Esta ideia de “Sem Amor, Sem Abrigo” é algo que todos precisamos (re)conhecer, manter na mente e coração, estar dispostos a contrariar, começando em casa, com filhos e pais e avós, com amigos, colegas e vizinhos, e na Cidade com as pessoas com quem nos cruzamos de forma mais ou menos acidental. “Sem-amor” é um desafio social-humanitário e espiritual que está nas nossas mãos e ao alcance do nosso olhar, do nosso falar, do nosso agir…

Muitas vezes temos passado pelo desconforto de não saber o que fazer quando somos abordados na rua por alguém que nos pede ajuda, ou quando vemos alguém numa situação de óbvia necessidade. Seja qual for a nossa resposta - e muitos não chegámos ainda a estabelecer uma forma padronizada de resposta - comecemos por nos perguntar como poderemos expressar amor de forma personalizada (haverá outra forma de expressar amor?!). Tenhamos em conta que cada pessoa, cada situação requer uma resposta nova, personalizada, quer dentro de nós, quer na relação com o outro.

Li em tempos que “o amor não é conveniente; conveniência é para os supermercados.” Não sendo a frase mais poética ou mais bem construída não deixa de ser uma verdade que nos interpela.

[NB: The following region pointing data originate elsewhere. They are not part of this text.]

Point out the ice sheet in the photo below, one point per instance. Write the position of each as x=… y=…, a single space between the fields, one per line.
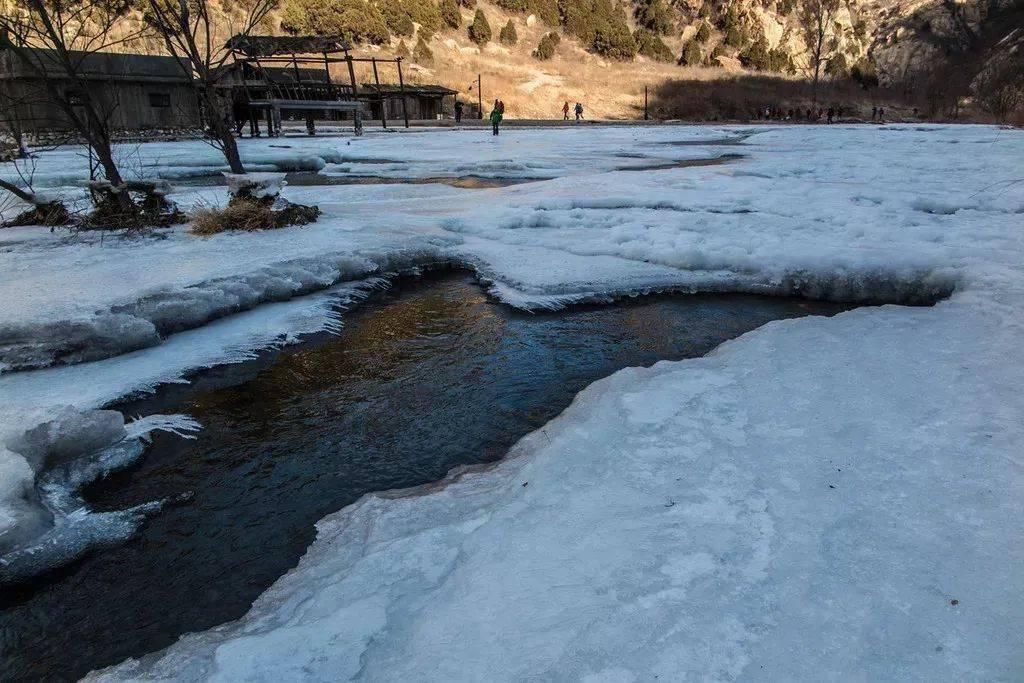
x=806 y=503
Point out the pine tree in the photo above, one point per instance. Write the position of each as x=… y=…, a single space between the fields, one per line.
x=691 y=54
x=508 y=35
x=450 y=13
x=479 y=30
x=546 y=49
x=422 y=53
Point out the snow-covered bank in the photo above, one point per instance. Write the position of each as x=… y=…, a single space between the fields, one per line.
x=681 y=518
x=819 y=500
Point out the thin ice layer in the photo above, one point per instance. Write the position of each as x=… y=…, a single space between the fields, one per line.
x=705 y=519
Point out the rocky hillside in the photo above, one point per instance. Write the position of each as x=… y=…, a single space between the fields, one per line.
x=536 y=54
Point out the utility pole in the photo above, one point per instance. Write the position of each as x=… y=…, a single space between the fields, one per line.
x=401 y=90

A busca tantas vezes obcecada pela nossa conveniência muitas vezes exclui o nosso próximo. O amor exige intencionalidade, por vezes algum sacrifício, sendo o mais apreciado e necessário o da auto-doação. Isso pode e deve acontecer cada dia em nossa casa, mas também na nossa Cidade. Costumamos dizer a quem faz voluntariado que este não é uma mera doação de tempo, pois o tempo não é algo abstracto: o tempo dado é vida dada, é uma porção de vida partilhada, é algo que entregamos e deixa de ser exclusivamente nosso.

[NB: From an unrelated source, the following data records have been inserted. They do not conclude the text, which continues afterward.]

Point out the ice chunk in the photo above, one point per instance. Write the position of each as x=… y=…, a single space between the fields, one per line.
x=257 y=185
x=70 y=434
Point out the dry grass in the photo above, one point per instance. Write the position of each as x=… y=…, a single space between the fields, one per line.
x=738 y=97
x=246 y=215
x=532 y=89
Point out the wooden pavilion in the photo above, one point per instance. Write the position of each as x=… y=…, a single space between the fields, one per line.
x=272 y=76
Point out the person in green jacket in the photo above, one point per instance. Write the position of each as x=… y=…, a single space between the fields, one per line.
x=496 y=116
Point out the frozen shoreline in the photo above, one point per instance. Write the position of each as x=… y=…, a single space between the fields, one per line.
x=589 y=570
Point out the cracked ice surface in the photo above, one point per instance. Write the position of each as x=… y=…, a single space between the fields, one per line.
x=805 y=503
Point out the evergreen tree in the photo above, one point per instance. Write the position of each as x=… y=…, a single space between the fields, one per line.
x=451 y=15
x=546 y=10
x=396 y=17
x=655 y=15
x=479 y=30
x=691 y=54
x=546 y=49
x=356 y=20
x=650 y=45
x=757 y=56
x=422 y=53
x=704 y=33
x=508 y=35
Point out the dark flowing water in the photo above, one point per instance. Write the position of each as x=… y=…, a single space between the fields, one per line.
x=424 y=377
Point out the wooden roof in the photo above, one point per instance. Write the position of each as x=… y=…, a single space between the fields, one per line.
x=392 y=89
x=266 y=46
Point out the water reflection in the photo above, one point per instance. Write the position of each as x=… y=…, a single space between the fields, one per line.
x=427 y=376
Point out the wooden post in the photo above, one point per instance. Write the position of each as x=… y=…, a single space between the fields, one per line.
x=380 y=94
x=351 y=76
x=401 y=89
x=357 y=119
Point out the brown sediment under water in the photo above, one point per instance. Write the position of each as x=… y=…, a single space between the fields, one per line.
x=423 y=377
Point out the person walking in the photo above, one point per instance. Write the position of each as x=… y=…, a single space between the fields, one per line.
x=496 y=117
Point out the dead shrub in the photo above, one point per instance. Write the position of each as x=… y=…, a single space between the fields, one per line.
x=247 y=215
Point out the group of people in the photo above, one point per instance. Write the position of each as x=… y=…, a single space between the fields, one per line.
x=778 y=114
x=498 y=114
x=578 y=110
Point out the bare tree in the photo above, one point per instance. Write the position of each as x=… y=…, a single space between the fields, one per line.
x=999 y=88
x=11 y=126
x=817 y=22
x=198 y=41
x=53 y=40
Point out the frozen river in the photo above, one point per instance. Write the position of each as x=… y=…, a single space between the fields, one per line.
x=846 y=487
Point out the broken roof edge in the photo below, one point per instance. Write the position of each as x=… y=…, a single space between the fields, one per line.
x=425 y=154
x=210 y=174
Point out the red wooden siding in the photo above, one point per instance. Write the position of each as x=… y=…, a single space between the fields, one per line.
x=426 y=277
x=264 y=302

O voluntariado é uma escola da dádiva, da generosidade, do melhor da nossa humanidade, criada à imagem e semelhança de um Deus que dá e que se dá. Por isso a sua prática é abençoadora, desde logo de quem a pratica, mas também de quem a recebe. É um caminho certo e seguro para construir gente “com-Abrigo” a partir do exercício do “com-Amor”.

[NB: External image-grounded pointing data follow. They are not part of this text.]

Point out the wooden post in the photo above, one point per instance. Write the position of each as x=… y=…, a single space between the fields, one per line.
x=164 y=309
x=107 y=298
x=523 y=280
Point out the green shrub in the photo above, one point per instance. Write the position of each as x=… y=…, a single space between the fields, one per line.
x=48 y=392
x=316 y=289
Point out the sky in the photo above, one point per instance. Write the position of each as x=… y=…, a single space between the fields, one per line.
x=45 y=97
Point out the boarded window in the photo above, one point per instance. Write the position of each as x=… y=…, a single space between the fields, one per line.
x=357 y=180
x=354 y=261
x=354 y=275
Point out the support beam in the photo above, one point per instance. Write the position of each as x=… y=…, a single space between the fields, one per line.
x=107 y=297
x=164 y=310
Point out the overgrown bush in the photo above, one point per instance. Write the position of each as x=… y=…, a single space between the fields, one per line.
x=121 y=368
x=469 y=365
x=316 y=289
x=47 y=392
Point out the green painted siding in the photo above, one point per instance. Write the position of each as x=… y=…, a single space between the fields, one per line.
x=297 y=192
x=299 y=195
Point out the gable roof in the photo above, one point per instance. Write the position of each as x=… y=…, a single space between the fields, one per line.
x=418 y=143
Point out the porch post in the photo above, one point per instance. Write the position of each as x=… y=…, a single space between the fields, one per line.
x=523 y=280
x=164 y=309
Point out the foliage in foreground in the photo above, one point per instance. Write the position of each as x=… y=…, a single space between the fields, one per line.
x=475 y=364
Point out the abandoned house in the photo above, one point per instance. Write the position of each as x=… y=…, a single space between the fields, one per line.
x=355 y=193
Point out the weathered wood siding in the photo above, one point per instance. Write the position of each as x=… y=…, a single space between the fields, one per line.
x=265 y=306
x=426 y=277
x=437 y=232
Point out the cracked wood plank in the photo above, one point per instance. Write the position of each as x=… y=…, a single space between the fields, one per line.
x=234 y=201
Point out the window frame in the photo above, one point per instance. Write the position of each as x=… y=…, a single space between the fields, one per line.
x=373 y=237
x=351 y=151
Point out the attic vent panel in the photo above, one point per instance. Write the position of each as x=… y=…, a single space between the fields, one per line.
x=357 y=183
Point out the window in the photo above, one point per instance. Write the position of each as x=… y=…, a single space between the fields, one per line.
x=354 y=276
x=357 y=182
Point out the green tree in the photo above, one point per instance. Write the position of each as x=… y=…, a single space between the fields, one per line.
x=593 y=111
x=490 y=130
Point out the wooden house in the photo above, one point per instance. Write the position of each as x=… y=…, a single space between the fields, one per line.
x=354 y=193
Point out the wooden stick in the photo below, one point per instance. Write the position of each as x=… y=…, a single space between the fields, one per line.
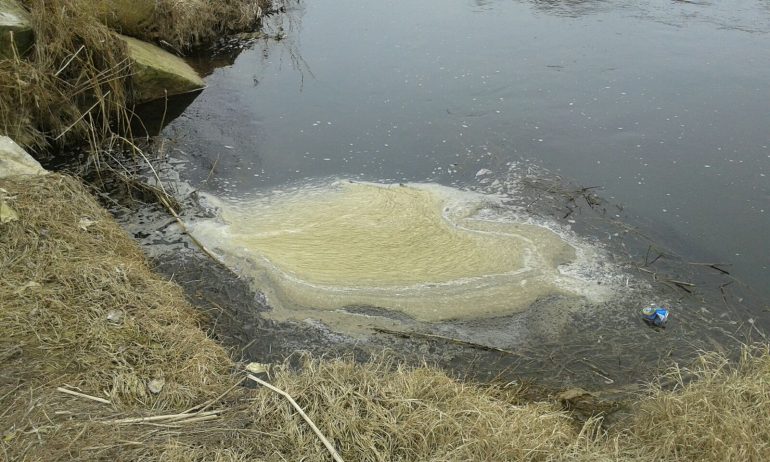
x=209 y=403
x=446 y=339
x=326 y=442
x=163 y=417
x=83 y=395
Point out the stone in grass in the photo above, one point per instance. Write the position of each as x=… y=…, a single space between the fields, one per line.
x=157 y=73
x=14 y=160
x=15 y=29
x=156 y=385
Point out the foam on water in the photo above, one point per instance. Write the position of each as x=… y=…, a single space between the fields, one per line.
x=429 y=251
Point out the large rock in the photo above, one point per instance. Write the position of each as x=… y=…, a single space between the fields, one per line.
x=14 y=160
x=157 y=73
x=15 y=29
x=131 y=17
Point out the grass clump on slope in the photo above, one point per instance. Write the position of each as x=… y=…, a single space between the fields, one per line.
x=73 y=86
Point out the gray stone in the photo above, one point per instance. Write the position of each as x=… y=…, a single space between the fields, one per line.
x=157 y=73
x=14 y=160
x=15 y=29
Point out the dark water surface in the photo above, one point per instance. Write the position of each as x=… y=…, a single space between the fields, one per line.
x=666 y=104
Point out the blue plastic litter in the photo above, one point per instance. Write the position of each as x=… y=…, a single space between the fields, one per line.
x=655 y=315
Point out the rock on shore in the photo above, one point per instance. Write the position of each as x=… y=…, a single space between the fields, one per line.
x=14 y=160
x=15 y=29
x=158 y=73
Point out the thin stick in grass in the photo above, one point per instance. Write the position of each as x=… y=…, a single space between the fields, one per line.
x=320 y=435
x=83 y=395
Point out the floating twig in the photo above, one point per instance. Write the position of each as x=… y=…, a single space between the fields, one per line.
x=320 y=435
x=446 y=339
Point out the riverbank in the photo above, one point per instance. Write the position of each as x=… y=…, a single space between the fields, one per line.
x=83 y=312
x=73 y=70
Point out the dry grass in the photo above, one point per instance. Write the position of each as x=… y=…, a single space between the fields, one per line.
x=188 y=23
x=71 y=87
x=65 y=265
x=722 y=414
x=74 y=87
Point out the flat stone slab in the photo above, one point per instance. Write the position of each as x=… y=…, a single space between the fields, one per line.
x=158 y=73
x=14 y=160
x=15 y=29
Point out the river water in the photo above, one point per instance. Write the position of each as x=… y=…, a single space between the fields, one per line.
x=664 y=104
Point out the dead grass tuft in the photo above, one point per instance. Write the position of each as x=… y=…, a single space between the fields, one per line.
x=81 y=307
x=188 y=23
x=717 y=411
x=381 y=411
x=71 y=87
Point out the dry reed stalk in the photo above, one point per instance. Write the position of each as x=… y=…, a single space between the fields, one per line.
x=307 y=419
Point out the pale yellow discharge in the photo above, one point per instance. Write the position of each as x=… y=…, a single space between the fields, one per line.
x=418 y=250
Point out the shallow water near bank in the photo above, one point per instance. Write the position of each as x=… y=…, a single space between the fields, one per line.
x=661 y=103
x=657 y=102
x=428 y=251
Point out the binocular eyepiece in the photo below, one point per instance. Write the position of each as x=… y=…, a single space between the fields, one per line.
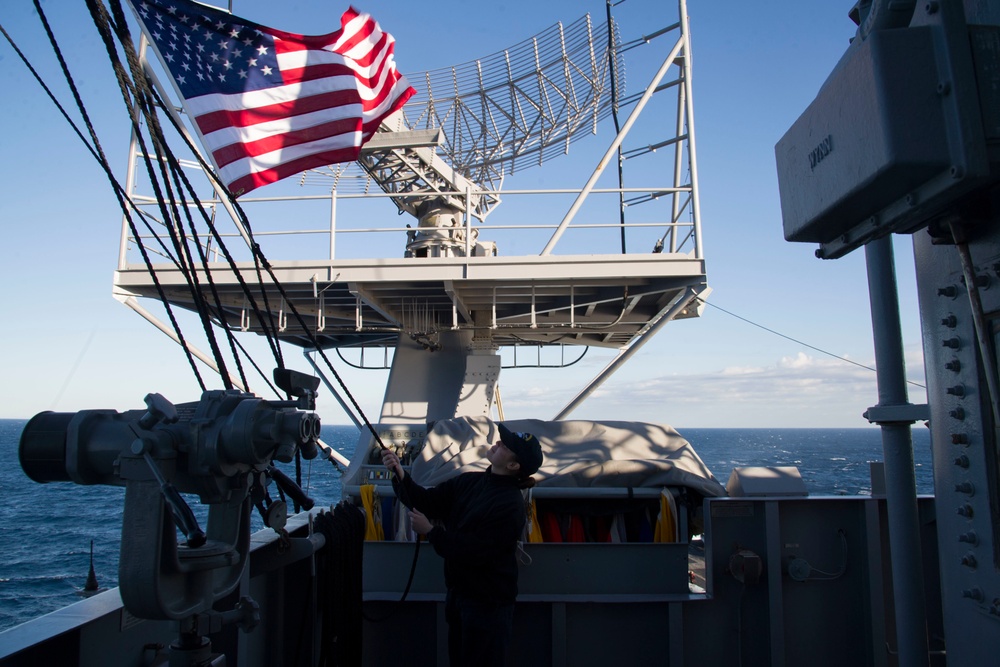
x=203 y=447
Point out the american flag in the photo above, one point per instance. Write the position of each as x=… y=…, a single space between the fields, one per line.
x=269 y=104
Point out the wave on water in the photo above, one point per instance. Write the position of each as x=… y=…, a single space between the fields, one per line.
x=45 y=553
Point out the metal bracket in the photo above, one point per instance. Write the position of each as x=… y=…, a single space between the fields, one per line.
x=906 y=413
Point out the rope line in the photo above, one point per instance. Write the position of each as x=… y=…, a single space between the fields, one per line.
x=795 y=340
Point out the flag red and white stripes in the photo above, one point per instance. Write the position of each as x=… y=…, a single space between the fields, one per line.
x=269 y=104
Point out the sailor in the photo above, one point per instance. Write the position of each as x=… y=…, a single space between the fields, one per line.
x=474 y=522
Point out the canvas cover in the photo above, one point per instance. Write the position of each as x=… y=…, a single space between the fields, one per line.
x=577 y=454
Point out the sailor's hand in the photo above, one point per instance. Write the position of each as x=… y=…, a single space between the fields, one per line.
x=391 y=461
x=421 y=524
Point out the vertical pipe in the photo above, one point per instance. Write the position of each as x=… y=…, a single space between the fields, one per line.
x=699 y=252
x=897 y=448
x=333 y=225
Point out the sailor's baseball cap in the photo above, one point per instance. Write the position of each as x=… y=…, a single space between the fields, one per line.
x=525 y=446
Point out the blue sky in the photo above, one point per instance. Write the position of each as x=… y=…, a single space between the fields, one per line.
x=67 y=345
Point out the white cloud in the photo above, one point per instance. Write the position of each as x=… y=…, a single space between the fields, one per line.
x=793 y=391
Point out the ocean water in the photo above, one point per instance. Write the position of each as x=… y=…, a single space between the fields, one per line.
x=48 y=528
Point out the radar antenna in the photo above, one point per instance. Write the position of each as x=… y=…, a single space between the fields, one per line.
x=488 y=117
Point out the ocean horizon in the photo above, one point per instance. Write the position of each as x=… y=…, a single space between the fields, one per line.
x=45 y=556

E é por aí que nos propomos contrariar a lógica do “sem-amor, sem-abrigo”, lutando preventivamente contra a exclusão no Crescer com Amigos, e reactivamente naqueles à nossa volta a quem somos enviados a abrigar, em amor, pelo Amor.

- Alfredo Abreu, Serve the City

Alfredo Abreu

Alfredo Abreu

Alfredo Abreu é casado com a Rita e têm 4 filhos. É presidente da direcção da Serve the City e conselheiro da Board do Crescer com Amigos.